The rain has come.
It has been dry, hot and dry. I can remember very little space between the last snowfall, almost a blizzard, and long days of what Ireland would see as amazing weather. Temperatures hit 26 degrees on a couple of occasions. I call it hot, but the locals see it as warm. A fire ban has been enforced in many municipalities in Southern Alberta including ours. Twice last week I arrived back form a run with a scorched throat that it took hours to soothe. The farmers sat waiting for the frost to go, then suddenly it was all go. Spring had arrived they proclaimed, and out they went in their massive sprayers and seeders with tyres so tall a man can stand inside it. Spring they said, but to me those weeks were better than most Irish summers, and just as long.
Kurtis and I went camping last weekend. My mother told us to settle ourselves for a few more weeks, until I explained the temperatures. Although Friday night was cold on my nose, Saturday brought high temperatures. Around us, pockets of snow disappeared during our stay. In the mornings, we watched the sun poke itself above the peaks and begin to rise in the small sky of our mountains. It took time for it to warm us, but it did, and I have the red on my arms still to prove it. The mosquitos were there too. We were cautious; it was bear season, and sure enough we spotted 3, thankfully in our truck, on our way home. They were beautiful and I was buzzed form seeing them, if only for a moment. I am happy for them to stay in their world and me in mine, and never the two shall meet.
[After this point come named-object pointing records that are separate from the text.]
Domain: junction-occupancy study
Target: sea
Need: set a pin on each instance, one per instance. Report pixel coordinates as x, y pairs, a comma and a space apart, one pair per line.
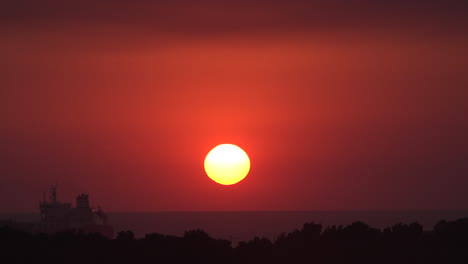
245, 225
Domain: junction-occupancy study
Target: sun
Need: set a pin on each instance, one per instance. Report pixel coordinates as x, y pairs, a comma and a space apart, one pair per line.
227, 164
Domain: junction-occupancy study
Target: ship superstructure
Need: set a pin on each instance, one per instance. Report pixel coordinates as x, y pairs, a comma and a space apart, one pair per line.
56, 216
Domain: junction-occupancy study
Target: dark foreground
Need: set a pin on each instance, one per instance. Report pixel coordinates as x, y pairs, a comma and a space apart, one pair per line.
355, 243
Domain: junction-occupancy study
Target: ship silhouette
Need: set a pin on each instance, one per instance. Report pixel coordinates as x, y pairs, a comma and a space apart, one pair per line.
56, 216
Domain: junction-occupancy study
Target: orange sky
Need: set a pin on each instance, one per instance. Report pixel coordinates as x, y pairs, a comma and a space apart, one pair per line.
338, 106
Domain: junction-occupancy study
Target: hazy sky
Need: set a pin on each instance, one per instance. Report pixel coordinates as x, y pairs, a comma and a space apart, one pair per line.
341, 105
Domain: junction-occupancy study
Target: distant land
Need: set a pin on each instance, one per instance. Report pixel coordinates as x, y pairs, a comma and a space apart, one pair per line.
245, 225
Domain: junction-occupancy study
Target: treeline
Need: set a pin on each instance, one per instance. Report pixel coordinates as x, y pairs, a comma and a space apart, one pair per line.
355, 243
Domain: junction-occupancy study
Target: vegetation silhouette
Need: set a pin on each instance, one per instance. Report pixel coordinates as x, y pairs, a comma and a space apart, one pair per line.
354, 243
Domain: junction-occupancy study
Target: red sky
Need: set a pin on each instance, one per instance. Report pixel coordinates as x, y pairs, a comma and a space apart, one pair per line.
340, 105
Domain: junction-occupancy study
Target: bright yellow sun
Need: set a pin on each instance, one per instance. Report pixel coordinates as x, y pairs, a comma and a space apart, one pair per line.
227, 164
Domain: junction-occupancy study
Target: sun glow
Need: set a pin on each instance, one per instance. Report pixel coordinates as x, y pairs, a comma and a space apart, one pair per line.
227, 164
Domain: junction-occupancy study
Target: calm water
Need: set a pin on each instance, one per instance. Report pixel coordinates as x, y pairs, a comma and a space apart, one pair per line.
238, 226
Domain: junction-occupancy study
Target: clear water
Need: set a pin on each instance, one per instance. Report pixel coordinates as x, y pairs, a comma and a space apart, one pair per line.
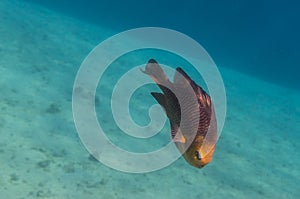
43, 43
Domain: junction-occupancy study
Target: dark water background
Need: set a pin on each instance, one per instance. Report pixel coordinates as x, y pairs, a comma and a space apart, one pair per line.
260, 37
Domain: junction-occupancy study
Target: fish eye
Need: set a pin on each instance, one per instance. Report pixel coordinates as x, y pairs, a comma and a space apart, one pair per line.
198, 155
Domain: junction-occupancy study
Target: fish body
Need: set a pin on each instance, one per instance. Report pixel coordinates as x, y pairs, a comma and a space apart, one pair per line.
199, 117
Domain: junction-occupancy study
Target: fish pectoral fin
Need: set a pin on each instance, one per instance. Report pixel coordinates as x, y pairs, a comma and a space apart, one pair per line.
179, 137
160, 98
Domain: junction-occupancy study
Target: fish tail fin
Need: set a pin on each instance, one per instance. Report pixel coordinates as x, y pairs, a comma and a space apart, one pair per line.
156, 73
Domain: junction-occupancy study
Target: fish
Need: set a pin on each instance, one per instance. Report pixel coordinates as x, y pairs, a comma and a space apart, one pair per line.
197, 148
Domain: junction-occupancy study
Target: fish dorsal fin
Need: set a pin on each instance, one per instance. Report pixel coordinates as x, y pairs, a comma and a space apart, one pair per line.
185, 90
160, 98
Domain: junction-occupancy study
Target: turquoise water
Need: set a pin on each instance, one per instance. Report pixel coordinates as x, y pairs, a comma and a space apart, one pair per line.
42, 45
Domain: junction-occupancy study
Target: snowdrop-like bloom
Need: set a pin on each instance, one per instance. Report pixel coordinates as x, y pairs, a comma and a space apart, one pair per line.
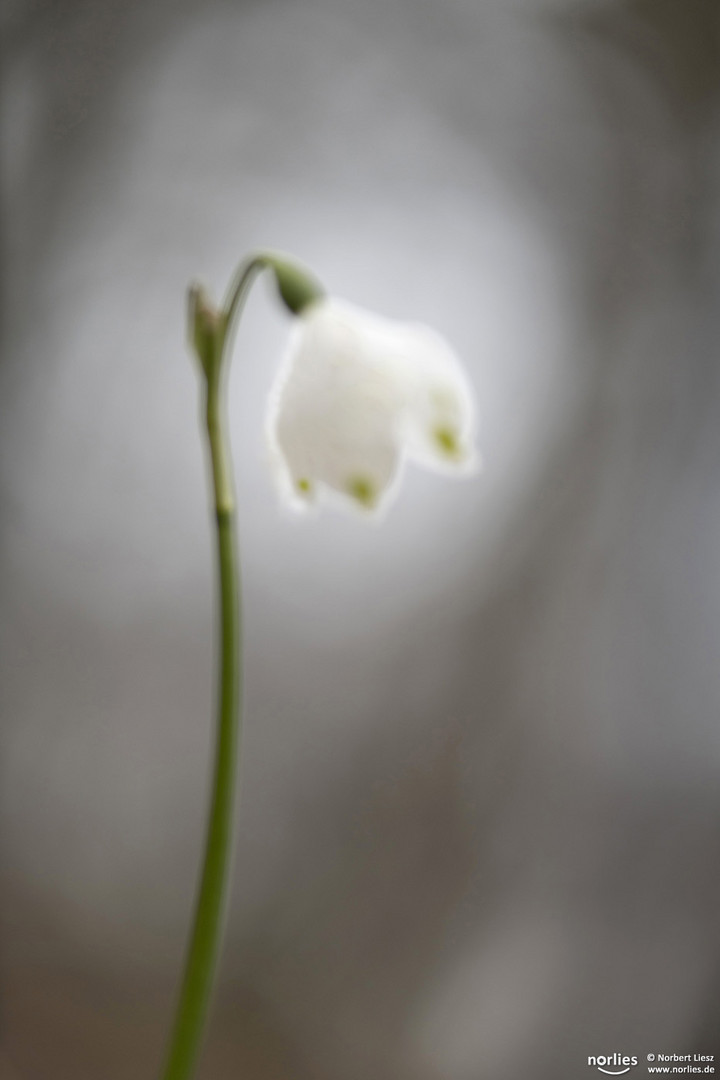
358, 393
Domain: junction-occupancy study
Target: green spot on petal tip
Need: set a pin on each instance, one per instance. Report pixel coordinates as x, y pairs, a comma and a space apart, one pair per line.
363, 490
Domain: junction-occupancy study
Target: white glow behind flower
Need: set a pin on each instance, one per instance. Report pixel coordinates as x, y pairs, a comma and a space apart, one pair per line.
356, 395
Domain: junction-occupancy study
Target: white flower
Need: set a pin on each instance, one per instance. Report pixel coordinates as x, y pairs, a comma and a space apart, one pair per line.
356, 395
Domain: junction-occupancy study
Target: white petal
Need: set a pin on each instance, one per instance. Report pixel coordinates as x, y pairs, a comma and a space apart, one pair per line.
439, 424
358, 392
335, 409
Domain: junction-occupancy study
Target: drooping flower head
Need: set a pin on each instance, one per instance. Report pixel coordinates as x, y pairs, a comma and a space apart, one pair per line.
356, 395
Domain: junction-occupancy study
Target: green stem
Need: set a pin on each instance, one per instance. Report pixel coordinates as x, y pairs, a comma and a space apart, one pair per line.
204, 944
211, 336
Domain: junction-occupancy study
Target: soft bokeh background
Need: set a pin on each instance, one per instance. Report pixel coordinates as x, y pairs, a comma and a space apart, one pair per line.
479, 833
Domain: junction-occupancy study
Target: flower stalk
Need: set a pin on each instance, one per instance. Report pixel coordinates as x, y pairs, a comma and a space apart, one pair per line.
205, 935
211, 335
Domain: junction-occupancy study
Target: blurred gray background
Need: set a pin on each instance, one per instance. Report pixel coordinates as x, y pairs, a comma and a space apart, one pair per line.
479, 833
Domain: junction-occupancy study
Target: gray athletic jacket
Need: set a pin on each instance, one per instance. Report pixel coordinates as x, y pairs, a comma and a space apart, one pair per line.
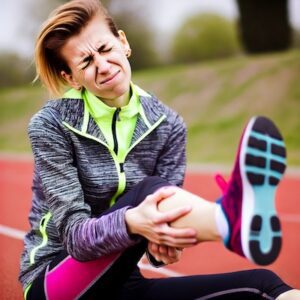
76, 177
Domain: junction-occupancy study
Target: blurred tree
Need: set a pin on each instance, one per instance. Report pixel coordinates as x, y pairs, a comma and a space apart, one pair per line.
205, 36
14, 70
129, 16
264, 25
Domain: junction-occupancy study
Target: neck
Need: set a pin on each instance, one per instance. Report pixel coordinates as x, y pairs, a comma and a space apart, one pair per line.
120, 101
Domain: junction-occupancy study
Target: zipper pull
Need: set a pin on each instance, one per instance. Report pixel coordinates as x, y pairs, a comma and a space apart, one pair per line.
118, 110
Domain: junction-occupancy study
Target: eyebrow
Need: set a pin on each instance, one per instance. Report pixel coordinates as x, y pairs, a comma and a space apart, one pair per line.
88, 57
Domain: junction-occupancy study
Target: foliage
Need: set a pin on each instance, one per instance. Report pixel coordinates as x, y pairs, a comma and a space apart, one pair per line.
14, 70
205, 36
215, 98
264, 25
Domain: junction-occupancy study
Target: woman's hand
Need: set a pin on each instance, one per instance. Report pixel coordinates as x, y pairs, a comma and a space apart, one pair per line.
167, 255
146, 220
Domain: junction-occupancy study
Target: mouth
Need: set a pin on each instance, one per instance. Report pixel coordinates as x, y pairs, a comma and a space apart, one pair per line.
110, 78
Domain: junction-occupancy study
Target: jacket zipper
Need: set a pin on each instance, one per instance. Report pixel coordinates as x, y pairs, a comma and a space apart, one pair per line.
119, 165
116, 117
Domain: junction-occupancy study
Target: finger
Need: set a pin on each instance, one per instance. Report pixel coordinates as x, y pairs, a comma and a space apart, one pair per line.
154, 248
162, 249
173, 215
172, 252
165, 229
179, 243
162, 193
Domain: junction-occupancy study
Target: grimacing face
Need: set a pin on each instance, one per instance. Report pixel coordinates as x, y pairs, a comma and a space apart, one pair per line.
97, 60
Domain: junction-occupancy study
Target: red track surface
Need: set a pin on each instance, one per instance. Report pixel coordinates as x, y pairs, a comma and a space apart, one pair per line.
207, 258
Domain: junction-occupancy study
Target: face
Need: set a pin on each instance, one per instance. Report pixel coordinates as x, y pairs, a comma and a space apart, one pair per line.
97, 60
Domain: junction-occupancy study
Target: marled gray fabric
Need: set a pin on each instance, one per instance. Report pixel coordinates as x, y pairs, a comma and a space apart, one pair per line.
75, 177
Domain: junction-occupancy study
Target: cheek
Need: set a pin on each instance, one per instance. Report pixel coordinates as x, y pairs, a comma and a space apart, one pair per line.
89, 74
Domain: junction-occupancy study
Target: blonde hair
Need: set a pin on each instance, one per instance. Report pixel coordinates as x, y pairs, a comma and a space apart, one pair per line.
65, 22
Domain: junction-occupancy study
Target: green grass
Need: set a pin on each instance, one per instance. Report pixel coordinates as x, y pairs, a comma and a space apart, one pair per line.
216, 99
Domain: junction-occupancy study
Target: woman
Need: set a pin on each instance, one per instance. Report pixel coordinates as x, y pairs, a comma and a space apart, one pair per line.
109, 160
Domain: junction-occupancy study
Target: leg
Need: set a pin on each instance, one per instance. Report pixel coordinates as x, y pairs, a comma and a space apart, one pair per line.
248, 200
290, 295
67, 278
249, 284
202, 217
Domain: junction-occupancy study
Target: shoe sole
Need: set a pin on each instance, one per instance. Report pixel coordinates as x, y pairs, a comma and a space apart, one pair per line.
262, 164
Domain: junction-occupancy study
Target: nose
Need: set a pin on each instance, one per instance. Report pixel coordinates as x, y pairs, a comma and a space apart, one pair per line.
101, 63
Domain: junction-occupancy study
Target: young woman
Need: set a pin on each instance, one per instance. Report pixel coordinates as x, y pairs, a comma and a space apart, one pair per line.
109, 162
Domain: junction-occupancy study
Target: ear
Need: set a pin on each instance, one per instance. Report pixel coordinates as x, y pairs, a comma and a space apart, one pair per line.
123, 40
70, 80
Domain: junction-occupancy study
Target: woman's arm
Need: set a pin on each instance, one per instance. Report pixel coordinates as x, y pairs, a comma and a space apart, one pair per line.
84, 238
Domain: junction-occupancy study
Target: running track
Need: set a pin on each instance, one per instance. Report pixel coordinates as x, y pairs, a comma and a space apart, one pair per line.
15, 180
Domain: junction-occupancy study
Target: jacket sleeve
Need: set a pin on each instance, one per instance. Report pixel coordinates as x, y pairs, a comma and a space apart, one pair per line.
84, 238
171, 164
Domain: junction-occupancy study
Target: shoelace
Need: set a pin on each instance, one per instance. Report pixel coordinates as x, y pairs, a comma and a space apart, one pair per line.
221, 182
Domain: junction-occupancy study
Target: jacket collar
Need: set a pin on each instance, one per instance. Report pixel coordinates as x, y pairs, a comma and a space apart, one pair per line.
75, 113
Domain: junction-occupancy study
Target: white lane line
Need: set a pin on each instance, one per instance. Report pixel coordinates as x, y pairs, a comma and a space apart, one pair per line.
161, 270
12, 232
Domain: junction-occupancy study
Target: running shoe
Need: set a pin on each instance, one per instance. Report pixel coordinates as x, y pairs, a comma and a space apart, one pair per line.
248, 200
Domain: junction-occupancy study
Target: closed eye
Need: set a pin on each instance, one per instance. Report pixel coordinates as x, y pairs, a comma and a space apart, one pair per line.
86, 61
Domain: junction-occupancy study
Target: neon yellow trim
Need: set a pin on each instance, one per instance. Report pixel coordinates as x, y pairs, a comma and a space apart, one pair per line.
27, 290
121, 175
43, 224
146, 133
84, 134
86, 118
136, 89
72, 94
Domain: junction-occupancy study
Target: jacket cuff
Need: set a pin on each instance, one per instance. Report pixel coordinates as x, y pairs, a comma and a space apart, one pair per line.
153, 261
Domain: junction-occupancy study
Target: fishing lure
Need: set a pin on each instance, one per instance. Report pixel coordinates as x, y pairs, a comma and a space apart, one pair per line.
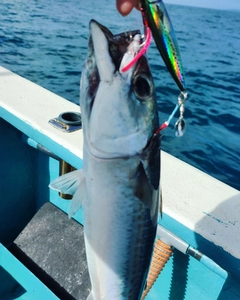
155, 16
157, 22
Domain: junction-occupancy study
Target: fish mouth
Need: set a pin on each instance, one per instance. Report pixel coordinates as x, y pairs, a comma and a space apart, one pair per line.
117, 44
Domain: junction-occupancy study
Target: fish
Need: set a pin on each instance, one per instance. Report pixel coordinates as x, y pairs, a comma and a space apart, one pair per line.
118, 185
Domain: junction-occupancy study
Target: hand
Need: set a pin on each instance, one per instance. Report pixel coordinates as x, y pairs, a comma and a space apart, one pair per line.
126, 6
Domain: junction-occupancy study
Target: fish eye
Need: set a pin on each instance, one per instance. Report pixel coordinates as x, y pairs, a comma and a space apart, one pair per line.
142, 87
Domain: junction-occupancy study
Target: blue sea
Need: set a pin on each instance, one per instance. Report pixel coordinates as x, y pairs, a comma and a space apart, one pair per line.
46, 42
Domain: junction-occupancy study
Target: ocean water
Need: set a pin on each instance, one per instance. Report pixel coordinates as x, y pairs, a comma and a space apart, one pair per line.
46, 41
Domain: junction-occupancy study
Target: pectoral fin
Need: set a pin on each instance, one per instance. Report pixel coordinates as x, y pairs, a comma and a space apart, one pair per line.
74, 184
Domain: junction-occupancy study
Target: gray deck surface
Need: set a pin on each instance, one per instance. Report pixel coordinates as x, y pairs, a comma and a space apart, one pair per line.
52, 247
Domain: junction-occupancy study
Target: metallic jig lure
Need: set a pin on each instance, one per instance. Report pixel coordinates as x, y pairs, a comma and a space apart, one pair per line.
156, 17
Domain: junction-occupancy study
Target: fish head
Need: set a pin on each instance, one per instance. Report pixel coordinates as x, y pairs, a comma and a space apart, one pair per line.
119, 110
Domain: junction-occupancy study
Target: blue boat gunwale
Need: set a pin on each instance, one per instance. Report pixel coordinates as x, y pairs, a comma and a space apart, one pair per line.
65, 145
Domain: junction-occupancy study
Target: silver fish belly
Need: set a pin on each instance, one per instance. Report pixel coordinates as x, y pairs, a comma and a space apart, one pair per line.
118, 185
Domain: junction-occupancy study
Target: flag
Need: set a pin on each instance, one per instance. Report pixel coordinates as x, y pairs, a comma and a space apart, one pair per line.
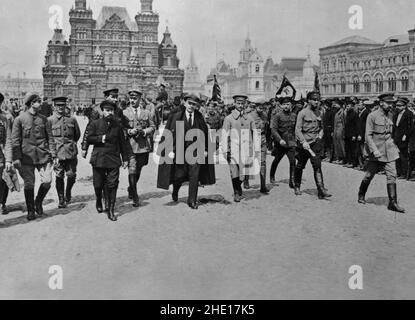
216, 92
316, 83
286, 89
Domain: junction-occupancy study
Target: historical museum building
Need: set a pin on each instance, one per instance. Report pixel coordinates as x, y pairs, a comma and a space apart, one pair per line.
260, 79
112, 51
362, 67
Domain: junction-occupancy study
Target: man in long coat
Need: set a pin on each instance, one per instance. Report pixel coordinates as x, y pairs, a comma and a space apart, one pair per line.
175, 167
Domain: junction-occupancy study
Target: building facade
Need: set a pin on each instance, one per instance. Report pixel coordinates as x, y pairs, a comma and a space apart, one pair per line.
260, 79
112, 51
18, 87
358, 66
192, 81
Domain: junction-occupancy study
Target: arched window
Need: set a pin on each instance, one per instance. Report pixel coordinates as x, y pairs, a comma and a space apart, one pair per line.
81, 57
115, 58
367, 84
107, 57
149, 59
404, 81
124, 57
356, 85
391, 82
379, 83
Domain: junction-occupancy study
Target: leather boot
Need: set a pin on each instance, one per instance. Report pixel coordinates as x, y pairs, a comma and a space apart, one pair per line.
30, 204
111, 199
132, 180
69, 186
362, 191
291, 183
298, 175
98, 204
318, 178
393, 199
105, 193
60, 187
41, 194
264, 188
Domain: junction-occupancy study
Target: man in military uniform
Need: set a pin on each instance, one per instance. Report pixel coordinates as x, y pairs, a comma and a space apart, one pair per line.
66, 132
5, 154
139, 136
33, 147
309, 134
283, 131
233, 126
382, 151
107, 136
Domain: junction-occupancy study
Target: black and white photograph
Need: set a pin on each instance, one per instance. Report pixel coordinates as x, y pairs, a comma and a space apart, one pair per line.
200, 150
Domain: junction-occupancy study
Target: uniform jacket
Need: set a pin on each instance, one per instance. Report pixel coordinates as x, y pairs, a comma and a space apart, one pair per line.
379, 137
404, 128
309, 125
66, 132
283, 127
5, 140
143, 120
166, 171
32, 140
352, 120
107, 155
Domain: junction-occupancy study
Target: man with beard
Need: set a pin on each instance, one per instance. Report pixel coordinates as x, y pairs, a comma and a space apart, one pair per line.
193, 167
66, 133
401, 131
283, 131
107, 136
33, 147
309, 134
381, 151
351, 133
338, 131
139, 136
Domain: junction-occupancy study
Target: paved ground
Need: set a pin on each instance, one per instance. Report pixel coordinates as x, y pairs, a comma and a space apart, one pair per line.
267, 247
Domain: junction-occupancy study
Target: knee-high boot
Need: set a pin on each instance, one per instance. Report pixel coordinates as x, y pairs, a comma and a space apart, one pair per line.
393, 198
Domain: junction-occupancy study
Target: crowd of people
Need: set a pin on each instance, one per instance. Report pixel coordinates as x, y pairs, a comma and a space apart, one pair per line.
371, 135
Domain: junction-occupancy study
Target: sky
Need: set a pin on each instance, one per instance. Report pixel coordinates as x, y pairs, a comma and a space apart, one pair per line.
213, 28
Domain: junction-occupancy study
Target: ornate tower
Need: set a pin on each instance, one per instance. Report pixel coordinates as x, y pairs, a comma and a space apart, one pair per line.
148, 23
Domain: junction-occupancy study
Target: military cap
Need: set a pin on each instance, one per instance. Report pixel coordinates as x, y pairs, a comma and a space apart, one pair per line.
30, 98
313, 95
402, 101
242, 96
286, 100
191, 97
135, 91
387, 97
111, 91
369, 102
107, 103
58, 100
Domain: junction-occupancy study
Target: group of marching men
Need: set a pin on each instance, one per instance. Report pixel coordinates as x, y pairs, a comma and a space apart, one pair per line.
124, 138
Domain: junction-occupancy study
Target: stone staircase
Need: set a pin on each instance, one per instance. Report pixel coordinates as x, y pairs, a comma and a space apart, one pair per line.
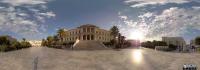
88, 45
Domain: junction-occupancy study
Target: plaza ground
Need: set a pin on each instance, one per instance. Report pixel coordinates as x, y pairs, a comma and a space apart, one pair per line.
125, 59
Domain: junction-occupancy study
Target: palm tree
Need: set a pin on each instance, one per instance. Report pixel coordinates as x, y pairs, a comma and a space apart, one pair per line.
61, 34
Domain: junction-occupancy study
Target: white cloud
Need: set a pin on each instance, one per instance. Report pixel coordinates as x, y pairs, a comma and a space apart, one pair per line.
24, 2
171, 22
141, 3
22, 21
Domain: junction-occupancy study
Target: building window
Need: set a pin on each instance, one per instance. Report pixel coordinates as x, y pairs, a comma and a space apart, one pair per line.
84, 29
88, 29
92, 37
92, 29
84, 37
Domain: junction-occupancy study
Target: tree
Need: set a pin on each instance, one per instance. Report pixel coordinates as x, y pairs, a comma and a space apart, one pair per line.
197, 40
61, 34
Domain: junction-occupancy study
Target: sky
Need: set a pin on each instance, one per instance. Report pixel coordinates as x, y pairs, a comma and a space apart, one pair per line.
152, 19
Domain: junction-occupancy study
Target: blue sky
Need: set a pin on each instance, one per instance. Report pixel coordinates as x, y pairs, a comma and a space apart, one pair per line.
36, 19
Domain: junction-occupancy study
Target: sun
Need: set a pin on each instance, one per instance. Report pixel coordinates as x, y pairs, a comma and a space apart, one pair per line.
137, 35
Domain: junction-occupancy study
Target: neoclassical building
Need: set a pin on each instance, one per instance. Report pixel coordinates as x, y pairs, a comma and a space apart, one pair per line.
88, 32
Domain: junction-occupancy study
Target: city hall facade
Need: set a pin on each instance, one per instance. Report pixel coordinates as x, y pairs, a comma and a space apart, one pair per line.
88, 32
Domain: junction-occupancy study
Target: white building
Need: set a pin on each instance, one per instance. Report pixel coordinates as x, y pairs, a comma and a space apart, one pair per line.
177, 41
88, 32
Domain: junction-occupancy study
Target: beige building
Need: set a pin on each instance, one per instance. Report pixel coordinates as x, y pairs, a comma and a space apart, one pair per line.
88, 32
177, 41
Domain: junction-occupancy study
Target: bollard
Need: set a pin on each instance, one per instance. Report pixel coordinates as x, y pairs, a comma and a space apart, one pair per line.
35, 63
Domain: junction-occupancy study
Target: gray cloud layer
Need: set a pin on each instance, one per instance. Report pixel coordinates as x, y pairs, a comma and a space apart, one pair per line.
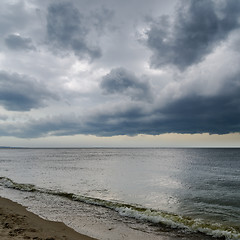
21, 93
16, 42
198, 27
119, 93
66, 30
122, 81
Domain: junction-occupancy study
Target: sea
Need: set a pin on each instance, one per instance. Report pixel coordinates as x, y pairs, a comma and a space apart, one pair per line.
166, 193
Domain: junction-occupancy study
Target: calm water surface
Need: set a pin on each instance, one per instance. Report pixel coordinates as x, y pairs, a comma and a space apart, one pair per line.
196, 183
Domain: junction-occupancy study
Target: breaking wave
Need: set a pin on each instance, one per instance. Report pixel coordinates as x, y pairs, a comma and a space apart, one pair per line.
138, 212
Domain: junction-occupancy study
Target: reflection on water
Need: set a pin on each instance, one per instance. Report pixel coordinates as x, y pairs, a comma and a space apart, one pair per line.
195, 182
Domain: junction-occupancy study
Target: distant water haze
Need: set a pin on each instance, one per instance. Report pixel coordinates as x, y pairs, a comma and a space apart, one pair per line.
196, 183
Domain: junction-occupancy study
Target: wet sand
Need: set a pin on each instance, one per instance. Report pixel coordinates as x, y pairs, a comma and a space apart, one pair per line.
17, 223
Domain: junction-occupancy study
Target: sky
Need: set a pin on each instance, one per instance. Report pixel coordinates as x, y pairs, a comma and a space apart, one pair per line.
130, 73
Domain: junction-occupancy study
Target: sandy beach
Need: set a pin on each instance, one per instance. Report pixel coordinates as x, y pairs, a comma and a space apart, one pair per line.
17, 223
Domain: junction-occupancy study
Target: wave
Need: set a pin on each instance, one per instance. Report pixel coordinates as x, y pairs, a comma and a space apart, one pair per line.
138, 212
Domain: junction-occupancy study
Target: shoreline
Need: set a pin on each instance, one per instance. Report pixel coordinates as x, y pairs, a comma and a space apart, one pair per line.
17, 223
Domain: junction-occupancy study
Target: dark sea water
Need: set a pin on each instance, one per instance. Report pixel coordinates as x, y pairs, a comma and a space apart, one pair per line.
195, 190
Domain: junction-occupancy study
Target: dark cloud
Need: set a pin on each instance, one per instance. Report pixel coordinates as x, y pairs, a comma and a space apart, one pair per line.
16, 42
66, 30
198, 28
21, 93
216, 114
120, 80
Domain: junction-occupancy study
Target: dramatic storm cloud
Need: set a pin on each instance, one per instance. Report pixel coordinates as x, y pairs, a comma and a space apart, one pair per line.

It is safer that way.
It looked like rain on Tuesday but the loaded clouds passed us by somehow. I waited but it did not come. Today though, as I drove home, there was promise in the air. I smelled it, the deep scent of wet grass, a smell I was probably so accustomed to in Ireland that I rarely knew anything else. I was told it would pass us by again but I hoped. I was told to turn on the sprinklers for our newly seeded garden. I held off, but eventually I relented, disappointed.
Then I heard it. The slow patter in the distance; rain hitting our garage roof. I stepped outside under our porch and the land was wet and the sky was dark. I breathed in the moist, cool air and stepped into the thick droplets for a moment. Back inside, the temperature has now dropped and I close the windows. I keep the door open, just to listen to it falling on the back porch and allow the scent to drift in. The crops and vegetables and new flowers need it, our parched soil needs it, and the Irish in me needs it.